Question

Let $S\equiv x^2+y^2+2gx+2$ fy $+c=0$ be a given circle. The locus of the foot of the perpendicular drawn from the origin upon any chord of $S$ which subtends right angle at the origin, is.

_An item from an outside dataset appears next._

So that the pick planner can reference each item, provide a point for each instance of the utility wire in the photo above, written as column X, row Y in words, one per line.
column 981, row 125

• A. $x^2+y^2-gx+fy+\frac{c}{2}=0$
• B. $x^2+y^2+gx+fy+\frac{c}{2}=0$
• C. $x^2+y^2+gx-fy+\frac{c}{2}-0$
• D. None of these

Answer 1

Answer: (B)

$AB$ is a variable chord such that $=\angle AOB=\frac{\pi }{2}$.
Let $P(h,k)$ be the foot of the perpendicular drawn from origin upon $AB$. Equation of the chord $AB$ is
$y-k=\frac{-h}{k}(x-h)$
i.e., $hx+ky=h^2+k^2$ ....(i)
Equation of the pair of straight lines passing through the origin and the intersection point of the given circle
$x^2+y^2+2gx+2fy+c=0$ ... (ii)
and the variable chord $AB$ is
$x^2+y^2+2(gx+fy)\left(\frac{hx+ky}{h^2+k^2}\right)+c{\left(\frac{hx+ky}{h^2+k^2}\right)}^2=0$ ...(iii)
If equation (iii) must represent a pair of perpendicular lines, then we have coeff. of $x^2+$ coeff. of $y^2=0$
i.e., $\left(1+\frac{2gh}{h^2+k^2}+\frac{c{h}^2}{{\left(h^2+k^2\right)}^2}\right)+\left(1+\frac{2fk}{h^2+k^2}+\frac{c{k}^2}{{\left(h^2+k^2\right)}^2}\right)=0$
Putting $(x,y)$ in place of $(h,k)$ gives the equation of the required locus as
$x^2+y^2+gx+fy+\frac{c}{2}=0$